Like most Danish words, "hygge" isn't pronounced the way it looks (it rhymes with the English word "sugar" – say it like "hugar"). The Danes proudly boast that it has no English equivalent, and they're right to an extent. The word is usually translated as "cosy", but that doesn't convey the great importance with which the concept of "hygge" is held in Danish society.

It means snuggling up under a blanket in front of a fire, but also the feeling of spending time with friends on a warm summer afternoon. Hmm. This is more confusing than I first thought.

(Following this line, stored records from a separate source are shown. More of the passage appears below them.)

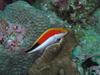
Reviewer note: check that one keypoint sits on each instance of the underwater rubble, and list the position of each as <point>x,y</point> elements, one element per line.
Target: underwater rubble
<point>23,21</point>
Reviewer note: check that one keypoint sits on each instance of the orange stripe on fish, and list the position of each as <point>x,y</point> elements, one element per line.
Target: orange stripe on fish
<point>47,34</point>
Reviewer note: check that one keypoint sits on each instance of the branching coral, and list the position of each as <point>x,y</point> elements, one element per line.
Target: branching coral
<point>12,35</point>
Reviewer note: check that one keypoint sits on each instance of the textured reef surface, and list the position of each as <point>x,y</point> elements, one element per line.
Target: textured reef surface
<point>23,21</point>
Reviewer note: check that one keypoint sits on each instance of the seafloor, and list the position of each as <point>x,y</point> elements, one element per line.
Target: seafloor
<point>23,21</point>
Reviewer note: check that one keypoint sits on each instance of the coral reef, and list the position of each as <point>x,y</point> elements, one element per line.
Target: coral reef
<point>23,21</point>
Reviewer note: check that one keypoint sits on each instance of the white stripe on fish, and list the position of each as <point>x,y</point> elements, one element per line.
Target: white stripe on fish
<point>53,39</point>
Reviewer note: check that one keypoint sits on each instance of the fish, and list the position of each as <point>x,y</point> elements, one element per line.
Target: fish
<point>49,37</point>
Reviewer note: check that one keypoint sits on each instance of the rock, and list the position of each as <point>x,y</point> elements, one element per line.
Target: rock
<point>56,59</point>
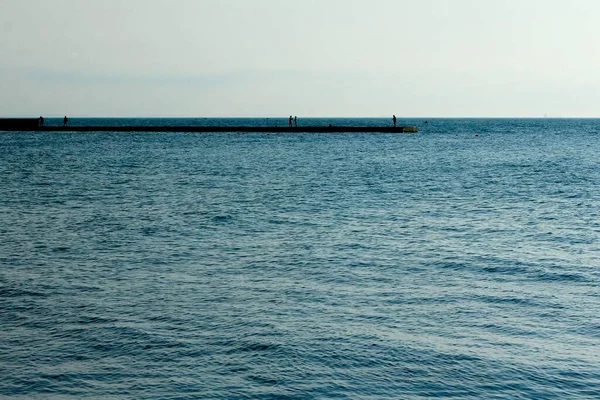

The best way to understand a foreign concept is, as always, to experience it firsthand. The Danes have a reputation for being standoffish towards outsiders, but Iason – a friend of a friend – has been an incredible host since this road-weary Australian arrived on his doorstep. Like most modern Vikings, however, he isn't one for talking about friendship and feelings: instead, he cooks his feelings for you and serves them for dinner.

And they are delicious.

Tonight, his feelings take the form of a thick potato and bacon soup, topped with rye bread fried in butter and mushrooms fried in cream. Just last night, I ate at Noma – which, having been crowned the world's best restaurant three years running, I had to book months in advance – but Iason's simple dinner satisfies me much more deeply. It touches something inside me that the intricate and expensive food at Noma couldn't.

This is true soul food.

Though my stomach can't quite believe it, there is dessert: risengrød, or rice porridge. Made like risotto, with milk instead of stock, it's eaten for breakfast, dinner or supper. At Christmastime, it's always topped with a warm cherry sauce, but tonight we eat it with – sit down if you aren't already – a knob of butter and a sprinkling of cinnamon sugar.

I breathe in its sweet steam while I sit in the kitchen with my new friend, and look out at the snowy streets of Copenhagen. So this is "hygge". It's been inside me all along, but I never had the word for it.